Un ange gardien à quatre pattes
Milka est une chienne croisée malinois spécialement formée pour détecter les crises de son maître. Bien avant sa formation officielle, elle possédait déjà cet instinct incroyable. « Elle sentait mes crises quelques minutes avant qu’elles ne surviennent », explique Harry. Crises de panique, angoisse, tachycardie : rien n’échappe à sa vigilance.
Lorsque la crise approche, Milka agit avec une précision remarquable. Elle guide Harry vers un lieu sûr ou s’allonge sur lui, appliquant une pression thérapeutique qui aide à calmer son rythme cardiaque. Elle lui apporte même ses médicaments et l’empêche d’avoir des comportements néfastes. Un soutien constant et vital.
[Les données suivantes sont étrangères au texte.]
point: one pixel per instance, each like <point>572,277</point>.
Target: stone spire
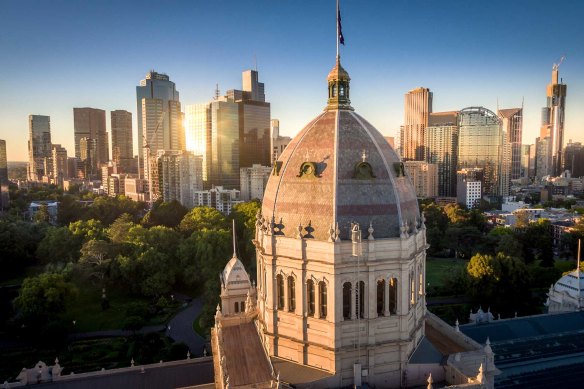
<point>338,88</point>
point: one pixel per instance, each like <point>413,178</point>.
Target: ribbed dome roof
<point>339,169</point>
<point>572,284</point>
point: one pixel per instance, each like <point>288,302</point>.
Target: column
<point>354,301</point>
<point>386,298</point>
<point>317,300</point>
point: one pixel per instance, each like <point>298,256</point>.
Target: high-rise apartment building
<point>527,163</point>
<point>512,121</point>
<point>552,127</point>
<point>160,120</point>
<point>253,181</point>
<point>86,166</point>
<point>424,177</point>
<point>574,158</point>
<point>469,187</point>
<point>60,164</point>
<point>179,176</point>
<point>39,145</point>
<point>418,105</point>
<point>122,141</point>
<point>278,143</point>
<point>90,123</point>
<point>4,194</point>
<point>231,132</point>
<point>482,144</point>
<point>441,143</point>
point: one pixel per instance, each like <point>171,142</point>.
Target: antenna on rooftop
<point>234,249</point>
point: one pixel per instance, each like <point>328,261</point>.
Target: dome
<point>234,274</point>
<point>572,284</point>
<point>338,170</point>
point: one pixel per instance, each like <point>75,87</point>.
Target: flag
<point>341,37</point>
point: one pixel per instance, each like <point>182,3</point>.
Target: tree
<point>96,258</point>
<point>456,214</point>
<point>107,209</point>
<point>18,245</point>
<point>119,230</point>
<point>59,245</point>
<point>165,214</point>
<point>70,210</point>
<point>202,218</point>
<point>87,229</point>
<point>43,297</point>
<point>500,281</point>
<point>42,215</point>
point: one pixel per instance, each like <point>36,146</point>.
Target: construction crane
<point>557,65</point>
<point>147,155</point>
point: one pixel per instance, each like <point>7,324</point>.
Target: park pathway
<point>180,328</point>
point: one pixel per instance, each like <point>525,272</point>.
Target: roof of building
<point>507,113</point>
<point>339,169</point>
<point>165,375</point>
<point>535,348</point>
<point>246,360</point>
<point>571,283</point>
<point>234,273</point>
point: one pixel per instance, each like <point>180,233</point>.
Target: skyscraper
<point>90,123</point>
<point>481,144</point>
<point>278,142</point>
<point>39,145</point>
<point>512,120</point>
<point>179,176</point>
<point>4,199</point>
<point>159,114</point>
<point>552,126</point>
<point>122,143</point>
<point>60,165</point>
<point>441,143</point>
<point>86,167</point>
<point>574,158</point>
<point>418,105</point>
<point>231,132</point>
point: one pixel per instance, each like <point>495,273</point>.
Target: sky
<point>56,55</point>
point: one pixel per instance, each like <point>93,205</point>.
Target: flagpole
<point>338,30</point>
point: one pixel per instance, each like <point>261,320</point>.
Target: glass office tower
<point>481,144</point>
<point>39,145</point>
<point>441,149</point>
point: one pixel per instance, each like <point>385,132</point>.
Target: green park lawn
<point>438,270</point>
<point>87,312</point>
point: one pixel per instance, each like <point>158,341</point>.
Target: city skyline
<point>500,63</point>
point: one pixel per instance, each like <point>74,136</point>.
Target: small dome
<point>338,73</point>
<point>572,284</point>
<point>235,275</point>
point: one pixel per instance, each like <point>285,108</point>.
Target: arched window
<point>380,297</point>
<point>291,294</point>
<point>412,289</point>
<point>393,295</point>
<point>280,291</point>
<point>421,283</point>
<point>347,300</point>
<point>360,300</point>
<point>310,297</point>
<point>322,296</point>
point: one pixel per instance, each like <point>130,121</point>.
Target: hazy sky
<point>56,55</point>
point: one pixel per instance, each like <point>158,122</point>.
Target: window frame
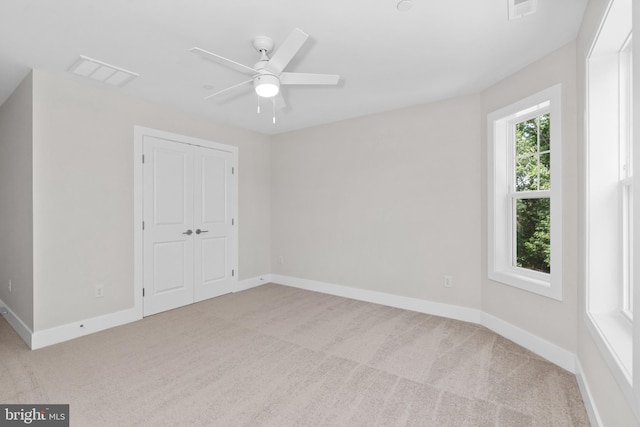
<point>501,218</point>
<point>611,328</point>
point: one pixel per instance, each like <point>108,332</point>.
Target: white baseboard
<point>550,351</point>
<point>17,324</point>
<point>546,349</point>
<point>587,397</point>
<point>382,298</point>
<point>78,329</point>
<point>541,347</point>
<point>245,284</point>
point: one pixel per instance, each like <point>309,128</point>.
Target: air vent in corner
<point>520,8</point>
<point>101,71</point>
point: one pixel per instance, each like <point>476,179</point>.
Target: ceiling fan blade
<point>308,79</point>
<point>286,51</point>
<point>228,89</point>
<point>223,61</point>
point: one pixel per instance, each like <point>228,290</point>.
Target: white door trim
<point>138,200</point>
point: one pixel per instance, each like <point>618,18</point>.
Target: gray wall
<point>83,195</point>
<point>16,205</point>
<point>387,202</point>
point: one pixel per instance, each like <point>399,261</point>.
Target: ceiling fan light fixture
<point>267,85</point>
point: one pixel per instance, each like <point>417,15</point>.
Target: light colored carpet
<point>280,356</point>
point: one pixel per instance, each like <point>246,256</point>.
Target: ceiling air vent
<point>101,71</point>
<point>520,8</point>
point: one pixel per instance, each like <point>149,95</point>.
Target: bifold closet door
<point>168,225</point>
<point>213,221</point>
<point>188,240</point>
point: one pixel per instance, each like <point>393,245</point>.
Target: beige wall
<point>387,202</point>
<point>552,320</point>
<point>611,403</point>
<point>83,195</point>
<point>16,206</point>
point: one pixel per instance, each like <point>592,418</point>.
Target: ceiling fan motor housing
<point>263,44</point>
<point>266,84</point>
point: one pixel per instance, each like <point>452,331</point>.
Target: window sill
<point>534,283</point>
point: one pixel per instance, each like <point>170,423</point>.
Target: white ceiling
<point>386,59</point>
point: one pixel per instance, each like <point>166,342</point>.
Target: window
<point>610,192</point>
<point>626,175</point>
<point>525,204</point>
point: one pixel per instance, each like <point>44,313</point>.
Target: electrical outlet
<point>99,291</point>
<point>448,281</point>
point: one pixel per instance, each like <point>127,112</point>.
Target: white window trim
<point>611,329</point>
<point>499,209</point>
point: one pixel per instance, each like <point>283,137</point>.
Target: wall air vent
<point>520,8</point>
<point>102,72</point>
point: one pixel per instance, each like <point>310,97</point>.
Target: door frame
<point>139,132</point>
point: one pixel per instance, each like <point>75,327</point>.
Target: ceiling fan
<point>267,75</point>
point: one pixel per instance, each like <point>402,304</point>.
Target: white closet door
<point>213,221</point>
<point>168,234</point>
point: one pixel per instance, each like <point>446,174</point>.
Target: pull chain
<point>274,111</point>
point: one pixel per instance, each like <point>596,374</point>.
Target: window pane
<point>527,173</point>
<point>545,171</point>
<point>545,138</point>
<point>533,242</point>
<point>526,137</point>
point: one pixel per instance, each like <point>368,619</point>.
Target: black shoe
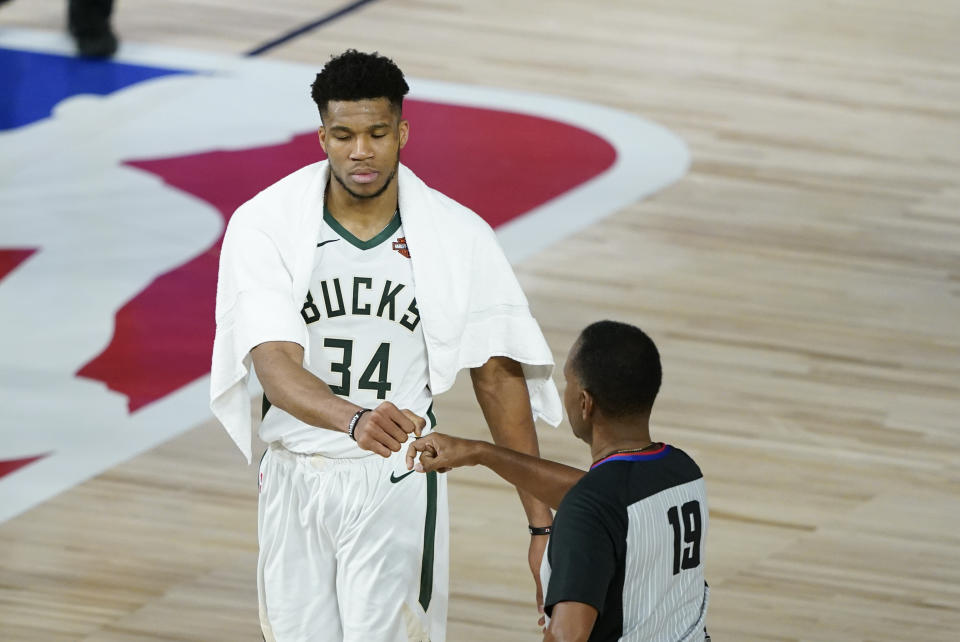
<point>101,43</point>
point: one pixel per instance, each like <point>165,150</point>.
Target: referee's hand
<point>384,429</point>
<point>441,453</point>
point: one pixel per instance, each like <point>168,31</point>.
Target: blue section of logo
<point>33,83</point>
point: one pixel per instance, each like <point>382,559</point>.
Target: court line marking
<point>310,26</point>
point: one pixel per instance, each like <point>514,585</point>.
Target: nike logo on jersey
<point>394,479</point>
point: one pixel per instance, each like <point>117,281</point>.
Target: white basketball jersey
<point>366,341</point>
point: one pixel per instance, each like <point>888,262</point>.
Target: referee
<point>627,548</point>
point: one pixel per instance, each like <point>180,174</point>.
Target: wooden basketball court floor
<point>802,282</point>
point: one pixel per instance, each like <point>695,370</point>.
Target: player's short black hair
<point>354,75</point>
<point>619,365</point>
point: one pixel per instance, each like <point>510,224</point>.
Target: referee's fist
<point>384,429</point>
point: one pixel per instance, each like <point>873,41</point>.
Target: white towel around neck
<point>471,305</point>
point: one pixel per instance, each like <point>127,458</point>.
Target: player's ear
<point>322,135</point>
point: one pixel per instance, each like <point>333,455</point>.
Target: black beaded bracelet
<point>354,421</point>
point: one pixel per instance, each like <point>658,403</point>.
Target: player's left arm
<point>570,622</point>
<point>501,391</point>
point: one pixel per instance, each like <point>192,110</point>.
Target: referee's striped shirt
<point>629,539</point>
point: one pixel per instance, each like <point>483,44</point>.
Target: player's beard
<point>380,191</point>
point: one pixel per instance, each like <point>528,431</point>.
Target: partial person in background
<point>89,24</point>
<point>627,548</point>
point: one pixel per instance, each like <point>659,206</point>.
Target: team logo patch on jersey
<point>400,245</point>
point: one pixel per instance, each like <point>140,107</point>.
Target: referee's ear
<point>587,406</point>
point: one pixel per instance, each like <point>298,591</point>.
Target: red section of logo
<point>11,258</point>
<point>499,164</point>
<point>10,465</point>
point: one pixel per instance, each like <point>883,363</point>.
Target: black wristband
<point>354,421</point>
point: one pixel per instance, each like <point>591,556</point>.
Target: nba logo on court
<point>118,185</point>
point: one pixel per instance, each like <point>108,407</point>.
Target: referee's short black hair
<point>354,75</point>
<point>619,365</point>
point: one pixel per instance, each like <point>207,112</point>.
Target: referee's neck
<point>620,433</point>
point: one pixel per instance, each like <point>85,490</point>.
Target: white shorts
<point>351,550</point>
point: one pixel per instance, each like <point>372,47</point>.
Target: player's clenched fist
<point>442,452</point>
<point>385,428</point>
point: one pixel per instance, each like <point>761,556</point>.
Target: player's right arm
<point>546,480</point>
<point>292,388</point>
<point>570,622</point>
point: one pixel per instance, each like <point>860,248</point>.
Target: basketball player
<point>626,553</point>
<point>358,292</point>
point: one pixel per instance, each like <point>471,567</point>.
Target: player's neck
<point>612,436</point>
<point>362,217</point>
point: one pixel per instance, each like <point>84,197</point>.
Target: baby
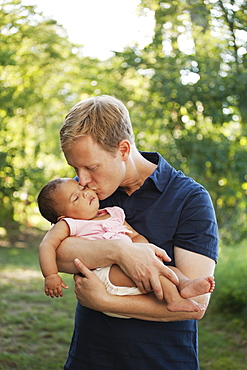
<point>74,211</point>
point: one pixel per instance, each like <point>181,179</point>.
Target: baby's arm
<point>47,258</point>
<point>134,235</point>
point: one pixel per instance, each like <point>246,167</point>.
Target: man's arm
<point>91,292</point>
<point>137,260</point>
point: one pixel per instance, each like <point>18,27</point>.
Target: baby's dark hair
<point>48,206</point>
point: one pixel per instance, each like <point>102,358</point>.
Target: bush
<point>231,276</point>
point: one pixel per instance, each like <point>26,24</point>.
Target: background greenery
<point>186,99</point>
<point>35,330</point>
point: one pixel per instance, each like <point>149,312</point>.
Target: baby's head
<point>65,197</point>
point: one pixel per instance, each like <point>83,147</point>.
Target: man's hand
<point>140,262</point>
<point>89,289</point>
<point>54,285</point>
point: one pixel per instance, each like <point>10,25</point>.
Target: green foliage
<point>194,107</point>
<point>231,275</point>
<point>186,92</point>
<point>36,332</point>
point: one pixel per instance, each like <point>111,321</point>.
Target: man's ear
<point>124,149</point>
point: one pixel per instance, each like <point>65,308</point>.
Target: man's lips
<point>91,200</point>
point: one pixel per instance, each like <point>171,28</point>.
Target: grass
<point>35,330</point>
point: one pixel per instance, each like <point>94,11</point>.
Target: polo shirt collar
<point>162,174</point>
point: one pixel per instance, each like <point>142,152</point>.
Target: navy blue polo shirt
<point>169,209</point>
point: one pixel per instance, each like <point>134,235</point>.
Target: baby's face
<point>77,201</point>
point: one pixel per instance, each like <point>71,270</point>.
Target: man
<point>171,210</point>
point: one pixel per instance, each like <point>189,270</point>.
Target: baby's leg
<point>174,301</point>
<point>189,288</point>
<point>119,278</point>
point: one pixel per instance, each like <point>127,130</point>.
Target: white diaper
<point>103,275</point>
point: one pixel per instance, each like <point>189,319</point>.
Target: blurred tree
<point>42,75</point>
<point>193,109</point>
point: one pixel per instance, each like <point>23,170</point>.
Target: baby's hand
<point>54,285</point>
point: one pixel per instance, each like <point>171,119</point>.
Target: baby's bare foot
<point>193,288</point>
<point>185,305</point>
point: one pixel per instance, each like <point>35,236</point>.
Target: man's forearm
<point>144,307</point>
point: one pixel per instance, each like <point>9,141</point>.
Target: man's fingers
<point>157,289</point>
<point>169,274</point>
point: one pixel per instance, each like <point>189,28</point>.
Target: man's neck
<point>138,169</point>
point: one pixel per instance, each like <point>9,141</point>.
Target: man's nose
<point>84,177</point>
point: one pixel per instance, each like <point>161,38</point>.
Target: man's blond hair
<point>104,117</point>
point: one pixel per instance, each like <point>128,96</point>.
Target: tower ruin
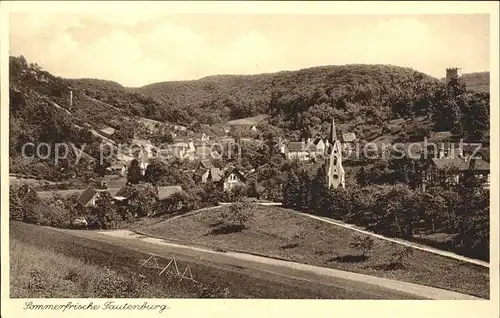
<point>335,173</point>
<point>453,73</point>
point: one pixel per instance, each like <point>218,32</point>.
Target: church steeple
<point>335,174</point>
<point>333,132</point>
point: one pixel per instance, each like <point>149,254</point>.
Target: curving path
<point>372,287</point>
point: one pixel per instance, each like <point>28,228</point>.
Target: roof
<point>86,195</point>
<point>116,165</point>
<point>200,172</point>
<point>296,146</point>
<point>207,164</point>
<point>168,191</point>
<point>203,151</point>
<point>62,193</point>
<point>440,135</point>
<point>215,174</point>
<point>115,183</point>
<point>108,130</point>
<point>461,164</point>
<point>181,144</point>
<point>112,192</point>
<point>124,191</point>
<point>317,140</point>
<point>348,137</point>
<point>232,169</point>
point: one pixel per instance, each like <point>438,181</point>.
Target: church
<point>335,173</point>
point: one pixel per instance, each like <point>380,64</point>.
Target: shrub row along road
<point>246,275</point>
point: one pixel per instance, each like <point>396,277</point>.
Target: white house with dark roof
<point>450,171</point>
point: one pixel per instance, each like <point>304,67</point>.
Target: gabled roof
<point>232,169</point>
<point>108,130</point>
<point>124,192</point>
<point>62,193</point>
<point>86,196</point>
<point>203,151</point>
<point>112,191</point>
<point>168,191</point>
<point>115,183</point>
<point>348,137</point>
<point>296,146</point>
<point>461,164</point>
<point>317,140</point>
<point>200,172</point>
<point>215,174</point>
<point>440,135</point>
<point>207,164</point>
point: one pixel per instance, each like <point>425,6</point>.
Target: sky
<point>139,48</point>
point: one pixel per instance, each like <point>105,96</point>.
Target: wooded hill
<point>362,99</point>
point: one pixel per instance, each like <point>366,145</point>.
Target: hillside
<point>228,97</point>
<point>361,98</point>
<point>479,81</point>
<point>41,112</point>
<point>284,234</point>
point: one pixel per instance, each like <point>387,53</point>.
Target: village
<point>220,173</point>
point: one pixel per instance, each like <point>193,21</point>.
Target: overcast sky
<point>135,48</point>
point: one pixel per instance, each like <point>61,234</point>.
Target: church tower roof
<point>333,131</point>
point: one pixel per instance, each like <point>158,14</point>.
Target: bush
<point>362,243</point>
<point>238,216</point>
<point>400,254</point>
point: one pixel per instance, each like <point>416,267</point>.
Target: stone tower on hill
<point>335,174</point>
<point>452,73</point>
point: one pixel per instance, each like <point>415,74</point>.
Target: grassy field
<point>46,263</point>
<point>254,120</point>
<point>42,273</point>
<point>280,233</point>
<point>69,263</point>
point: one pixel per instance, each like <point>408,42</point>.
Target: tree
<point>143,200</point>
<point>292,196</point>
<point>155,171</point>
<point>106,211</point>
<point>432,206</point>
<point>362,243</point>
<point>400,254</point>
<point>134,174</point>
<point>318,192</point>
<point>240,213</point>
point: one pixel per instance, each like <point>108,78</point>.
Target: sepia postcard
<point>249,158</point>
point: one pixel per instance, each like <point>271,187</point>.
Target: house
<point>165,197</point>
<point>348,137</point>
<point>166,192</point>
<point>90,195</point>
<point>335,172</point>
<point>87,197</point>
<point>204,137</point>
<point>231,178</point>
<point>108,182</point>
<point>207,164</point>
<point>108,131</point>
<point>184,149</point>
<point>296,150</point>
<point>117,168</point>
<point>451,170</point>
<point>203,152</point>
<point>203,175</point>
<point>318,146</point>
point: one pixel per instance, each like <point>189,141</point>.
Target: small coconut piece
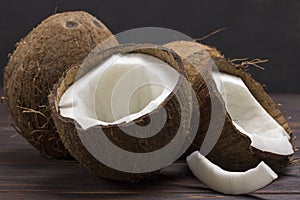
<point>230,182</point>
<point>243,144</point>
<point>91,101</point>
<point>59,42</point>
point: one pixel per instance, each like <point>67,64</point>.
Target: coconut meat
<point>250,118</point>
<point>120,89</point>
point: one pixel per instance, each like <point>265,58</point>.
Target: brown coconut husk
<point>39,60</point>
<point>232,151</point>
<point>67,128</point>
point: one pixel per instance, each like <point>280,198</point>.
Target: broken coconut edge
<point>69,132</point>
<point>233,151</point>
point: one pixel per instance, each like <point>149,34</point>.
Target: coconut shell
<point>175,113</point>
<point>59,42</point>
<point>233,150</point>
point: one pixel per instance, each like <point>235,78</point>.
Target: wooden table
<point>25,174</point>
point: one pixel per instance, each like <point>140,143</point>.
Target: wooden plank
<point>25,174</point>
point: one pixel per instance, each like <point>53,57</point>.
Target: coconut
<point>254,129</point>
<point>125,144</point>
<point>59,42</point>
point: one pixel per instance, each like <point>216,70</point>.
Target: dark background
<point>266,29</point>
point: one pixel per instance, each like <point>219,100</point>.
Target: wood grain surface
<point>25,174</point>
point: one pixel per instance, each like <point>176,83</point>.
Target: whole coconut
<point>59,42</point>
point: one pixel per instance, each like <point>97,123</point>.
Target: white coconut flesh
<point>120,89</point>
<point>250,118</point>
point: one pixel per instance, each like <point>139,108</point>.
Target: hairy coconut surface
<point>235,150</point>
<point>122,131</point>
<point>59,42</point>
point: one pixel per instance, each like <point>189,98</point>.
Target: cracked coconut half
<point>126,112</point>
<point>254,129</point>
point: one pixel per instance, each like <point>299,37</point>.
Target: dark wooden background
<point>267,29</point>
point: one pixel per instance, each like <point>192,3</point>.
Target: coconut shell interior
<point>69,132</point>
<point>59,42</point>
<point>233,151</point>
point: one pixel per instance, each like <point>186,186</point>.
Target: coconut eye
<point>98,25</point>
<point>70,24</point>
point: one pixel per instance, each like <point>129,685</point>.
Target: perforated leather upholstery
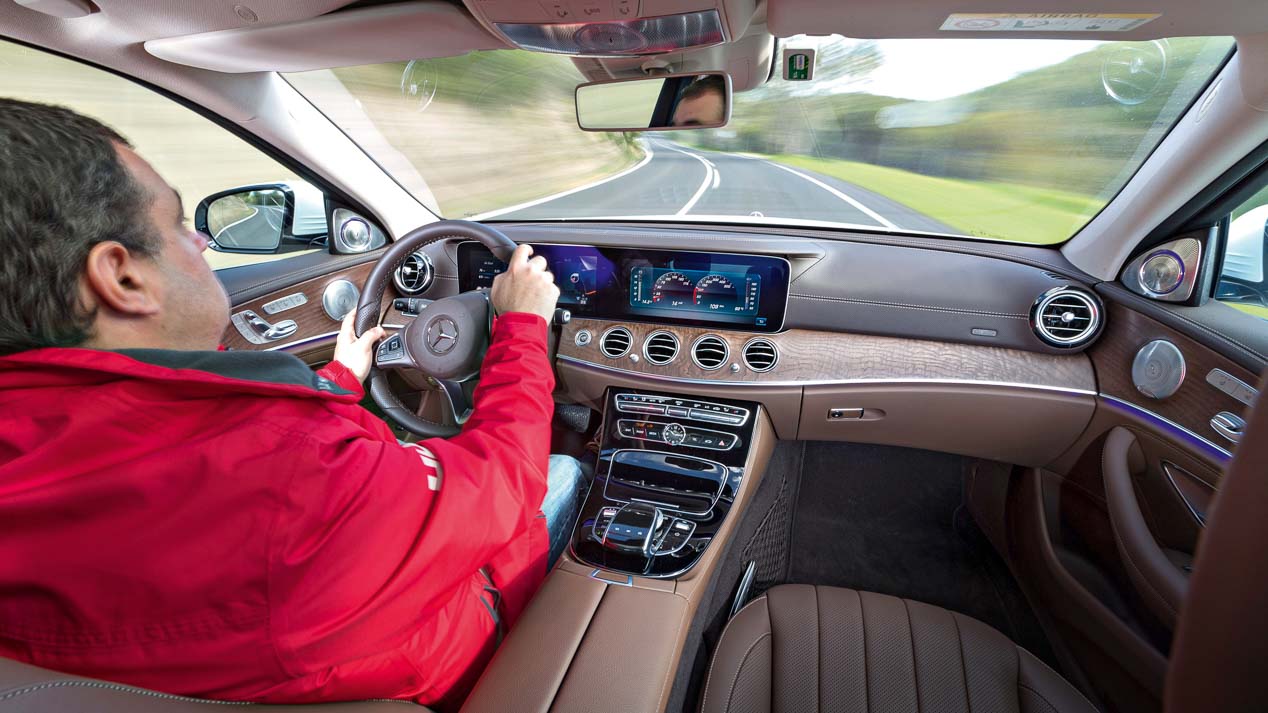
<point>808,650</point>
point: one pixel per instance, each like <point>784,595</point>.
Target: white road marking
<point>237,222</point>
<point>704,185</point>
<point>865,209</point>
<point>647,159</point>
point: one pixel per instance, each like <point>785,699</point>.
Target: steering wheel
<point>446,341</point>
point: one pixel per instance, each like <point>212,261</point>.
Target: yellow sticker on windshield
<point>1046,22</point>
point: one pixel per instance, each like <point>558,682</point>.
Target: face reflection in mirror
<point>703,103</point>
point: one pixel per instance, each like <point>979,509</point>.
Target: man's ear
<point>116,279</point>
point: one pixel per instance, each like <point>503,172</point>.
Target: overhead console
<point>675,287</point>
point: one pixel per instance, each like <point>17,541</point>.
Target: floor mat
<point>890,520</point>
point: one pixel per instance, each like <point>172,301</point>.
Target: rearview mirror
<point>661,103</point>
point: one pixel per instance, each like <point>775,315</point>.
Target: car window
<point>1242,277</point>
<point>193,154</point>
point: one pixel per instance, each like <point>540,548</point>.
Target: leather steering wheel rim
<point>369,308</point>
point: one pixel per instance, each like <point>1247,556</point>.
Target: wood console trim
<point>311,316</point>
<point>569,654</point>
<point>822,357</point>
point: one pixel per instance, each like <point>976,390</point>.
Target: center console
<point>668,472</point>
<point>675,476</point>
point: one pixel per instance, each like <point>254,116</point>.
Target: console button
<point>675,434</point>
<point>675,537</point>
<point>602,520</point>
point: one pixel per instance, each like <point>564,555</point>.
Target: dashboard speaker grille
<point>761,354</point>
<point>615,343</point>
<point>661,348</point>
<point>1067,316</point>
<point>415,274</point>
<point>710,352</point>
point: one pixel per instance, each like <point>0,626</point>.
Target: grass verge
<point>1017,213</point>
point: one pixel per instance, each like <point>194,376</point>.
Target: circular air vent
<point>415,274</point>
<point>661,348</point>
<point>1067,317</point>
<point>710,352</point>
<point>615,343</point>
<point>760,354</point>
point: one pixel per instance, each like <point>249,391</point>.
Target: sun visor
<point>620,38</point>
<point>364,36</point>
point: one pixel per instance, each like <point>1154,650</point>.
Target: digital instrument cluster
<point>662,286</point>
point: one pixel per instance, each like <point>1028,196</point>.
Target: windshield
<point>1016,140</point>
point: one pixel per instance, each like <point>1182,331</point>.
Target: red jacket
<point>231,525</point>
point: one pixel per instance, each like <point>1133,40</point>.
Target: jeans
<point>566,487</point>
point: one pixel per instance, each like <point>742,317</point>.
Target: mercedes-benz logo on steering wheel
<point>441,335</point>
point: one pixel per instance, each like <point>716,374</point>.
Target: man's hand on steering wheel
<point>354,352</point>
<point>526,286</point>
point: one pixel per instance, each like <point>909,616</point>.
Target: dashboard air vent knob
<point>760,354</point>
<point>415,274</point>
<point>1067,316</point>
<point>615,343</point>
<point>710,352</point>
<point>661,348</point>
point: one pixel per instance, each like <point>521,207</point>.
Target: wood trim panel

Un combat quotidien contre l’ignorance
Malgré son rôle crucial et le dossard qui l’identifie clairement, Milka n’est pas toujours la bienvenue. Harry a déjà été confronté à des refus d’accès dans des supermarchés ou même des établissements médicaux. Une situation difficile, causée par une méconnaissance de la loi sur les chiens d’assistance.
« Très souvent, les gens sont formés pour les chiens guides d’aveugles, mais pas pour les autres », déplore-t-il. Si le handicap n’est pas visible, comme avec une canne blanche ou un fauteuil, la présence du chien est remise en question. Harry se bat donc pour faire valoir ses droits et espère qu’un jour, les troubles psychiatriques ne seront plus un tabou et que plus aucune porte ne se fermera devant son héroïne.